The family was flown to France and soon found themselves in Bayeux, a medieval town in Normandy. In Bayeaux, Tom and his family had personal guides to the museums, beaches and German outposts around the city. He was taken in a WWII jeep through the beach hedgerows and even walked in the footsteps of the troops. His tours extended to Arromanche, a village in Normandy famous for housing bunkers of ammunition, and to nearby Utah and Omaha beaches, where the Americans first landed.
“The area was beautiful and mysteriously showed no signs of war,” said Tom. “It’s hard to imagine these big battles happened in such a beautiful place.”
Even without signs of war, the locations were revered, Tom said.
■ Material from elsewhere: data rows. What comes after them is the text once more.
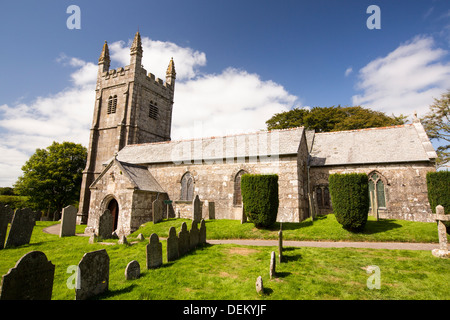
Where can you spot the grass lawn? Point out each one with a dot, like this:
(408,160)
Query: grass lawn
(224,272)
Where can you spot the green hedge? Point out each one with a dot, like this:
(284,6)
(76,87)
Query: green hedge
(438,184)
(260,198)
(350,199)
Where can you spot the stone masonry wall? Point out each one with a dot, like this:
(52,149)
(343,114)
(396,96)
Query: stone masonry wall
(405,191)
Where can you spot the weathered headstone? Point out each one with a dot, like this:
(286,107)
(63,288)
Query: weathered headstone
(259,285)
(122,240)
(211,210)
(140,237)
(440,217)
(172,245)
(183,240)
(154,252)
(196,209)
(133,270)
(68,222)
(31,278)
(273,263)
(193,235)
(94,274)
(21,228)
(280,244)
(243,216)
(158,210)
(5,212)
(105,225)
(202,233)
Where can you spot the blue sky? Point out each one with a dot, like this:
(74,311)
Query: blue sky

“All the major sites had some sort of memorial to commemorate the lost,” says Tom. “It really means a lot to the towns and the people who live there.”
Tom and his family ended his wish trip in Paris but, he soon found out that even returning to Arizona did not stop people from wanting to hear his story. At the opening of the Arizona legislature just a few months after he returned from his wish trip, he was able to talk with a WWII veteran who shared his personal pictures of the war.
“I will always cherish the time I had with [the veteran] and on my wish,” said Tom. “Both continue to impact how I live my life. No matter what obstacles you have to overcome, don’t stop enjoying what you want to do in life. If this is possible, I'm sure there are a lot of other things that can come true for you. I felt overwhelmed and very happy that I got to experience something like this.”
Tom continues to share his wish story with kids who are in similar circumstances. He believes his wish has inspired other kids, giving them the idea that they can learn new things in an interesting way.
“No matter how frustrating something can be, there's a way to approach it so you can overcome it,” says Tom.